Materials and Methods
All experimental protocols were approved by Institutional Animal Care and Use Committee (IACUC) of National University of Singapore (Protocol 079/07).
BPA exposure and fish sampling
Three types of experiments were performed in this study, i.e. general acute toxicity tests, microarray experiment and PCR biomarker validation experiment. Experimental procedures were performed within the guidelines of National University of Singapore's Institutional Animal Care and Use Committee (NUS-IACUC). Different batches of developing zebrafish were exposed to BPA (Sigma-Aldrich, USA) at nominal concentrations between 50–5000 µg/L with 0.05% ethanol (vehicle) in egg water. In the acute toxicity test and PCR biomarker validation experiments, developing zebrafish were exposed to 50, 100, 500, 1500 and 4500 µg/L BPA for 7 days from 3 hour post-fertilization onwards while in the microarray experiment, developing zebrafish were exposed to 500, 1500 and 4500 µg/L BPA for the same duration. In experiments involving transgenic fish, exposure were carried out at 50, 500, and 5000 µg/L BPA for 5 days from 3 hour post-fertilization onwards. All control fish were maintained in egg water with 0.05% ethanol (vehicle). The developing zebrafish were maintained at an ambient temperature of about 26±1°C in a static condition and fresh media were renewed daily. At the end of the experiments, fish were examined for various phenotypic end-points, or snap-frozen in liquid nitrogen and stored at −80°C for total RNA extraction for microarray and PCR biomarker validation experiments.
Total RNA extraction
Total RNA was extracted from 50 pooled larvae for each group using Trizol reagent (Invitrogen, USA) according to the manufacturer's instructions. Reference RNA for microarray hybridization was obtained by pooling zebrafish whole adult male and female total RNA at 9∶1 ratio. The integrity of RNA samples was verified by gel electrophoresis, and the concentrations were determined by UV spectrophotometer.
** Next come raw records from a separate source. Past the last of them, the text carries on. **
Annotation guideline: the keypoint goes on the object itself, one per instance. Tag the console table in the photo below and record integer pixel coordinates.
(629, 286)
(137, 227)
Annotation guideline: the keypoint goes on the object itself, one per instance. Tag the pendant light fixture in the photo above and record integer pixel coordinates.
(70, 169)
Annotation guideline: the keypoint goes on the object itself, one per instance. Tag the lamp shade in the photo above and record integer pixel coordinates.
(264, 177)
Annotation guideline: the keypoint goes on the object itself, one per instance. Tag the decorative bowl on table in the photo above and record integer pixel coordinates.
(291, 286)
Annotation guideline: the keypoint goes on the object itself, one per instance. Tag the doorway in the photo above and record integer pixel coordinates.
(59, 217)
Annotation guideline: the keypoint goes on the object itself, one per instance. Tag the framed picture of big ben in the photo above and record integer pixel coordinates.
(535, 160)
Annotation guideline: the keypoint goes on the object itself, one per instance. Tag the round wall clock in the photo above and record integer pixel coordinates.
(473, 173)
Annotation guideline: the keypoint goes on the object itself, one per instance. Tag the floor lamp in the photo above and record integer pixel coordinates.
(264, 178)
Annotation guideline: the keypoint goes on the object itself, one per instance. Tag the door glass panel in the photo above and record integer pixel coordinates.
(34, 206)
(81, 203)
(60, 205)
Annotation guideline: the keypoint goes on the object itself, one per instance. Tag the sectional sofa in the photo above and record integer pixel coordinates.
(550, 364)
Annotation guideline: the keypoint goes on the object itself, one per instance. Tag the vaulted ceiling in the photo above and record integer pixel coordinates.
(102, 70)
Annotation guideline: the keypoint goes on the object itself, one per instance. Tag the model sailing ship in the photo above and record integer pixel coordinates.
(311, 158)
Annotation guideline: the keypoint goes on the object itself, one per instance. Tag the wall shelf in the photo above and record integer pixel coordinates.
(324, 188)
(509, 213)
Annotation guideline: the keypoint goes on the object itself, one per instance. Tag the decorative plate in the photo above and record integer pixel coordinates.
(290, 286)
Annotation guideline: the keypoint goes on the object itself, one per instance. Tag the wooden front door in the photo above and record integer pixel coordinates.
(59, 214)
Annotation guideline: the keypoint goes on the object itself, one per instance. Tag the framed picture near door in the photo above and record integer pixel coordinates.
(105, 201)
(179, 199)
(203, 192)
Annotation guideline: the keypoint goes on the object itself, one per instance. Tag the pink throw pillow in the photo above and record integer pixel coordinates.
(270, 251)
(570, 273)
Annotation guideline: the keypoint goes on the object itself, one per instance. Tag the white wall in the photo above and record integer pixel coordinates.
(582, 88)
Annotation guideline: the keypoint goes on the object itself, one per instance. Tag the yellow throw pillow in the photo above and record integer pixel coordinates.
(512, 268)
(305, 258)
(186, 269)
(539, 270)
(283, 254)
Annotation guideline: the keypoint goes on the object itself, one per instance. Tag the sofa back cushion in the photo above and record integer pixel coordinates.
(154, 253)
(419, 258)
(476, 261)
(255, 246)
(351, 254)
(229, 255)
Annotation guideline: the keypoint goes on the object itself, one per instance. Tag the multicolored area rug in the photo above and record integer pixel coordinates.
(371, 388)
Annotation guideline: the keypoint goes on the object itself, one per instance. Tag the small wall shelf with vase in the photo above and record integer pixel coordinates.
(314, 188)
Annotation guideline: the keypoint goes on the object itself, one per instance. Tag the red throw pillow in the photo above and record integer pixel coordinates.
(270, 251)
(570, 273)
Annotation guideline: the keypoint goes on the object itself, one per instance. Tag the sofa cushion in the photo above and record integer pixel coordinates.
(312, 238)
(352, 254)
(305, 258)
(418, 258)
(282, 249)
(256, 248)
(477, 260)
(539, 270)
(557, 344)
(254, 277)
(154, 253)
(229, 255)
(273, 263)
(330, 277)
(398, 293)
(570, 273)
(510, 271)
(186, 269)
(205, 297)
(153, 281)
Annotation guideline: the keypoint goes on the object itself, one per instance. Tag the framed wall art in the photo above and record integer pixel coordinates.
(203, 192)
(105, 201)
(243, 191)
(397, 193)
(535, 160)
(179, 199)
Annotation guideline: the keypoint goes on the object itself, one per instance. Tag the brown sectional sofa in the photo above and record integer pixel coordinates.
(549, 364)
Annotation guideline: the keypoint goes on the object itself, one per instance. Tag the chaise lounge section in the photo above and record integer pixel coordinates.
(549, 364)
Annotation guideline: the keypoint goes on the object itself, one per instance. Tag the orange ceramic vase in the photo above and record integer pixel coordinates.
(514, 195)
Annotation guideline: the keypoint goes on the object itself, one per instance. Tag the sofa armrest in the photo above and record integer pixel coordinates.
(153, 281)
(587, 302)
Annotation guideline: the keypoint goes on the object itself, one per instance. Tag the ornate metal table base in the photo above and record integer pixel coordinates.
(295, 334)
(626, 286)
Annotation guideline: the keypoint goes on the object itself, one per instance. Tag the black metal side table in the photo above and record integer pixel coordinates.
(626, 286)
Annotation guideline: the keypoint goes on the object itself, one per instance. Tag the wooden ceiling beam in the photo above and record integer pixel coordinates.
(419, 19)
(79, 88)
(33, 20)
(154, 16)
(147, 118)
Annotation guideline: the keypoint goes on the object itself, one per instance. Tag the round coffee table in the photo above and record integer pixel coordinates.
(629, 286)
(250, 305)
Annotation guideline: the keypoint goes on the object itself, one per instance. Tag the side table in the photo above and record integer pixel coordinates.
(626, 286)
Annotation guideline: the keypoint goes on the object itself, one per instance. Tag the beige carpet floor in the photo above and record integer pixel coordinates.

The arrays contained 22K oligonucleotide probes where 16.4K probes were designed by Compugen (USA) and the remaining probes were in-house designed by the bioinformatics group in Genome Institute of Singapore (GIS). The probes were resuspended in 3× SSC at 20 µM concentration and spotted onto in-house poly-L-lysine-coated microscope slides using a custom-built DNA microarrayer in GIS.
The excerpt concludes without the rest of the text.